Pero 1871 no sólo le cambió la vida a los porteños, sino también a “La Porteña” que pasó de ser una elegante formación de viajes y paseos a convertirse en un tren fúnebre. Todos olvidaron su emblemático nombre y fue rebautizado como “el tren de la muerte”.

Los cadáveres se acumulaban y la ciudad no podía dar respuesta, entonces se ideó un tramo del ferrocarril para la recepción de ataúdes.

El circuito era así: partía desde la estación Bermejo que estaba en la intersección de las calles hoy Jean Jaures y Corrientes e iba hasta lo que en la actualidad es el parque Los Andes.

Allí se ubicó un cementerio mientras se aceleraba la construcción y rápida inauguración del Cementerio de la Chacarita, en una zona de chacras, alejada del centro de la ciudad.
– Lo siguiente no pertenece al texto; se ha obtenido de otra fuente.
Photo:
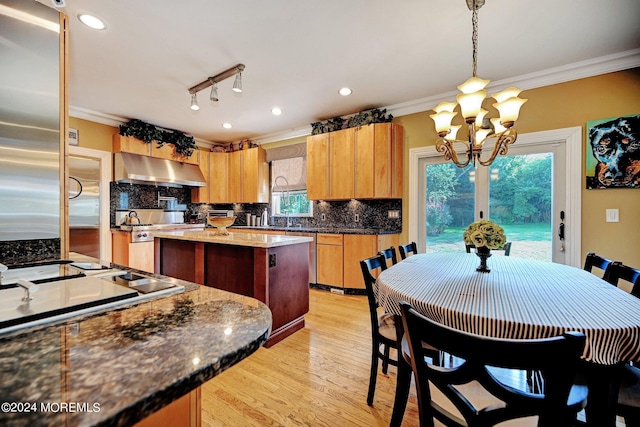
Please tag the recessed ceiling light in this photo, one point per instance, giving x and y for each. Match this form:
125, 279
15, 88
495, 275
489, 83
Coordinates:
92, 21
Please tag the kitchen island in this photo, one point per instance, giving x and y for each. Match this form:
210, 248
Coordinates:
271, 268
123, 366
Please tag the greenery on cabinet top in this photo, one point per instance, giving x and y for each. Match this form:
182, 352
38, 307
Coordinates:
184, 144
363, 118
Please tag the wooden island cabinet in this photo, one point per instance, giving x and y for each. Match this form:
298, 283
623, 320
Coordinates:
273, 269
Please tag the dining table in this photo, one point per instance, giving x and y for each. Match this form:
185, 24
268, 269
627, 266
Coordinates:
522, 298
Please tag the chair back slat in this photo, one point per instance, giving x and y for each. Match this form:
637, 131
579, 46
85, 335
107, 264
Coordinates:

Recordemos que se había prohibido que se inhumen los muertos de fiebre amarilla en el cementerio de la Recoleta, hacía falta mucho espacio para albergar tantas víctimas y el Cementerio del Sur no daba abasto.

John Allan fue el maquinista que condujo el triste tren en el que dejaron de sonar risas y las conversaciones triviales. El tren de la muerte sólo llevaba cajones. Catorce mil personas murieron.

Nueve mil italianos, tres mil cuatrocientos criollos y el resto afroargentinos. John Allan también murió víctima de la fiebre amarilla.

Cuenta la leyenda que su espíritu recorría la formación buscando la alegría perdida, errante, testigo mudo de cada vida perdida en esa epidemia feroz que sólo logró apagar el frío de mayo de 1871.

Si una noche, cuando volvamos a ser libres, se aventuraran a caminar en el Parque de Los Andes, quizás podrían escuchar el lejano traqueteo de la formación del tren de la muerte.

El chirrido de la frenada justo donde un grupo de trabajadores esperaban para bajar los ataúdes, y tal vez, entre la bruma, divisen el vapor de esa magnífica locomotora que, paradojas de la historia, se convirtió en la máquina más triste.